After selling HookLogic, Vardaan spent much of 2017 traveling with his wife Anya, a fellow AIESECer from the Ukraine. During his travels, he met many start-ups and investment funds around the world to learn how entrepreneurship is shaping-up in different countries. He explains, “I love startups. I am always energized when I spend time with entrepreneurs.” Vardaan moved to LA in 2018 where there is a huge up-and-coming entrepreneurial ecosystem and started Varenyam, an early-stage investment fund. Varenyam doesn’t just write checks but has a hand in helping the companies they invest in succeed. “A big part of my time now is spent finding investment opportunities, mentoring other entrepreneurs and doing things that I am really excited about.”
Vardaan now spends roughly a third of his time looking for new startup investment opportunities, a third on traveling and a third focusing on personal life – health and family.
He hopes to continue traveling and living in new places. “The world is a small place now. Everything is connected with things like Uber and phones that roam globally. It is easy to live in different places and be fully functional.” He explains, “I am the kind of person who constantly likes to learn and grow. Traveling gives me the option to be constantly exposed to new things. Be it the culture of a new country or local food of a city, or unique architecture or just a new way of living.”

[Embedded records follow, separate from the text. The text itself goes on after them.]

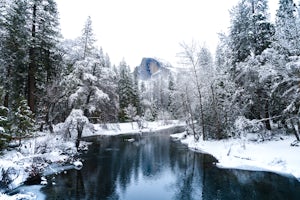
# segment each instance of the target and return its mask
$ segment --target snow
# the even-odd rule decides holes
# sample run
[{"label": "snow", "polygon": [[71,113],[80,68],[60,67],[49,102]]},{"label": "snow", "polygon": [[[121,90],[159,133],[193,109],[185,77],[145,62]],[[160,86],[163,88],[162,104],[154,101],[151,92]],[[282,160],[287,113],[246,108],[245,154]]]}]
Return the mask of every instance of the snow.
[{"label": "snow", "polygon": [[96,135],[122,135],[122,134],[137,134],[145,132],[157,132],[172,128],[174,126],[184,125],[178,120],[161,120],[156,122],[142,122],[142,128],[139,128],[137,122],[130,123],[107,123],[107,124],[93,124],[92,131],[85,130],[82,137],[96,136]]},{"label": "snow", "polygon": [[253,142],[247,139],[195,141],[185,133],[171,135],[189,148],[214,156],[220,168],[270,171],[294,176],[300,181],[300,147],[291,146],[293,136],[282,135],[278,140]]}]

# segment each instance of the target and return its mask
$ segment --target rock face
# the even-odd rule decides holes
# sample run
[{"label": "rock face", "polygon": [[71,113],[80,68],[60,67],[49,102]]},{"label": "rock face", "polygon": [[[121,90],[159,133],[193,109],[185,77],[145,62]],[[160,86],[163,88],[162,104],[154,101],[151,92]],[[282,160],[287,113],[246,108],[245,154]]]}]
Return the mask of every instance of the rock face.
[{"label": "rock face", "polygon": [[170,70],[154,58],[143,58],[141,64],[135,68],[134,73],[139,79],[147,80],[157,74],[168,75]]}]

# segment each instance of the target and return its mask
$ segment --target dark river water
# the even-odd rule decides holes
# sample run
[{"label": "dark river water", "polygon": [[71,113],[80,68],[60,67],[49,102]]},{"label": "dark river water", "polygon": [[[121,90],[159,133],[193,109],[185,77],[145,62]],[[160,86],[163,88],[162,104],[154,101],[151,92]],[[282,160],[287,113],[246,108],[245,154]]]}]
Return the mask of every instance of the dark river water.
[{"label": "dark river water", "polygon": [[[129,142],[129,138],[135,138]],[[81,170],[48,177],[43,199],[300,199],[300,182],[268,172],[219,169],[168,134],[91,139]],[[300,167],[300,166],[299,166]]]}]

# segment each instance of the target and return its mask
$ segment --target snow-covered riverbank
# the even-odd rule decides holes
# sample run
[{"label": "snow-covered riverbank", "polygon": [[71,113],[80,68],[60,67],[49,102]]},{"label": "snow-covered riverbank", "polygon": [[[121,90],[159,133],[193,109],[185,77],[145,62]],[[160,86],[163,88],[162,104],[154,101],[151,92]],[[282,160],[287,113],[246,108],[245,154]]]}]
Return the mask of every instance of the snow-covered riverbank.
[{"label": "snow-covered riverbank", "polygon": [[[140,134],[170,130],[178,126],[183,127],[184,123],[179,121],[158,121],[144,122],[143,128],[139,128],[137,123],[110,123],[110,124],[88,124],[84,128],[82,137],[98,135],[121,135]],[[1,194],[6,190],[11,190],[23,184],[33,172],[34,168],[45,176],[63,170],[76,168],[78,165],[73,156],[77,154],[74,140],[66,140],[62,134],[63,124],[55,126],[55,134],[36,133],[36,137],[24,140],[22,146],[13,150],[7,150],[0,156],[0,200],[7,199],[37,199],[35,194],[17,194],[7,196]],[[81,142],[81,149],[87,148],[88,143]],[[74,162],[75,161],[75,162]],[[55,164],[61,164],[59,166]],[[52,167],[54,164],[55,167]],[[79,162],[79,165],[82,164]],[[6,180],[7,179],[7,183]],[[41,184],[43,184],[41,182]]]},{"label": "snow-covered riverbank", "polygon": [[293,136],[282,135],[264,142],[245,139],[196,142],[193,136],[185,136],[185,133],[171,137],[179,139],[193,150],[214,156],[218,160],[218,167],[270,171],[294,176],[300,181],[300,147],[291,146],[295,140]]}]

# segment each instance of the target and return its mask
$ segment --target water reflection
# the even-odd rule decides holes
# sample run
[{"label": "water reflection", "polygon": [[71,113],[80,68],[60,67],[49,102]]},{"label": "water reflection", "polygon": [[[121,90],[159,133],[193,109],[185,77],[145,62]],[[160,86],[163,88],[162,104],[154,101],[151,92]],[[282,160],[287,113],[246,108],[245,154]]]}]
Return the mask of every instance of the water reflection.
[{"label": "water reflection", "polygon": [[[106,137],[83,155],[84,167],[48,177],[46,199],[298,199],[295,179],[216,168],[214,158],[168,135]],[[52,184],[53,183],[53,184]],[[55,184],[54,184],[55,183]]]}]

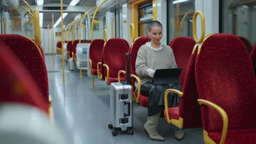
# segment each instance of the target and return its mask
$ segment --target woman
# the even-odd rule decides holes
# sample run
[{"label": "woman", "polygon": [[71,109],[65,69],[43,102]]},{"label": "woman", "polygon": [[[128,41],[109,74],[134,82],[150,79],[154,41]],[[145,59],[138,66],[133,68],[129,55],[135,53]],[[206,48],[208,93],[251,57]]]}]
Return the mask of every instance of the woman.
[{"label": "woman", "polygon": [[[156,131],[158,120],[164,110],[164,93],[166,89],[174,88],[182,91],[182,86],[170,83],[154,85],[152,80],[158,69],[177,68],[173,52],[170,46],[162,44],[162,27],[157,21],[150,22],[148,33],[151,41],[142,45],[138,51],[136,62],[136,72],[141,81],[141,94],[149,97],[148,103],[148,118],[144,125],[145,132],[152,140],[164,141],[165,139]],[[135,83],[136,91],[137,83]],[[178,104],[179,96],[174,93],[168,95],[168,106]],[[182,139],[182,131],[175,131],[175,137]]]}]

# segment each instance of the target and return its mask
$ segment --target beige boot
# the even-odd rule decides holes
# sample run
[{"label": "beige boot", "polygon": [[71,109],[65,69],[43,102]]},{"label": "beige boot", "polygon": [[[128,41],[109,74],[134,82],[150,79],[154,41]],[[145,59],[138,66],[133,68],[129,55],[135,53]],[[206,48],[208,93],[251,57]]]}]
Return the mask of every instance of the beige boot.
[{"label": "beige boot", "polygon": [[182,130],[179,131],[175,130],[174,132],[175,138],[177,140],[182,140],[184,137],[184,131]]},{"label": "beige boot", "polygon": [[152,116],[148,117],[147,122],[144,124],[145,132],[153,140],[164,141],[165,139],[160,135],[156,131],[156,127],[158,124],[158,120],[161,112]]}]

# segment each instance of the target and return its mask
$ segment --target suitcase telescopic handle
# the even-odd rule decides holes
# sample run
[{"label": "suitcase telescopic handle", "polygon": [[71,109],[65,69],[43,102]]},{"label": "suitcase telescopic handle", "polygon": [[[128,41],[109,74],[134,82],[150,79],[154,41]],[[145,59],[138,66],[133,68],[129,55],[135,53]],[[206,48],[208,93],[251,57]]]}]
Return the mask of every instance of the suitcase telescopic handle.
[{"label": "suitcase telescopic handle", "polygon": [[124,113],[124,116],[125,117],[126,117],[126,116],[131,116],[131,103],[126,103],[126,102],[124,102],[124,104],[125,105],[126,105],[126,104],[128,104],[128,113]]}]

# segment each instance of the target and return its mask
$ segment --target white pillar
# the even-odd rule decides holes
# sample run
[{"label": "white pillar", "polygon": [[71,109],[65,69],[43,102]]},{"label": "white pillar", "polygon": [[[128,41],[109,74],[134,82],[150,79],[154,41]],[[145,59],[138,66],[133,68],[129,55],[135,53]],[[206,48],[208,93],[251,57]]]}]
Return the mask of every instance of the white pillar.
[{"label": "white pillar", "polygon": [[[162,38],[162,42],[165,44],[167,44],[167,15],[166,15],[166,0],[158,0],[158,21],[162,23],[163,28],[163,37]],[[169,41],[168,41],[169,43]]]},{"label": "white pillar", "polygon": [[[219,33],[219,1],[195,0],[195,10],[201,11],[205,17],[205,35]],[[201,18],[197,19],[197,37],[201,37]]]}]

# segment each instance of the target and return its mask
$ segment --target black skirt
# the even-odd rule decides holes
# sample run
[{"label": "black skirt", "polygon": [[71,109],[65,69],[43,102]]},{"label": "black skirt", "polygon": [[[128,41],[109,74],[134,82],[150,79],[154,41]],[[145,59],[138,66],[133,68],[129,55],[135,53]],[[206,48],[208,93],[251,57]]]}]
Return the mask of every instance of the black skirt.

Vardaan explains that AIESEC has been critical in all aspects of his life. He grew up in a small city in India, during pre-internet days when the outside world was hard to envisage. “For me it was great to have the opportunity to walk into a company, knock on the door and explain why they should hire someone from other parts of the world. You were selling a unique concept and not just a tangible product. You heard lots of no’s but you were willing to overcome rejection because you knew that you were doing something meaningful, something you believed in.”
He explains that AIESEC taught him to bring “real value” to the table in all transactions and also noted that, “having an understanding of other cultures is extremely critical in collaborative team environments. Living a non-traditional life and saying I will go outside the norms, definitely came from my experiences in AIESEC.” He said he learned from AIESEC that life can be lived differently than you may have expected. “It is OK not to have a 9 to 5 job and it’s OK to not see your career purely on how much money you get at the end of the month, because what’s important is to have fun and be passionate about something.”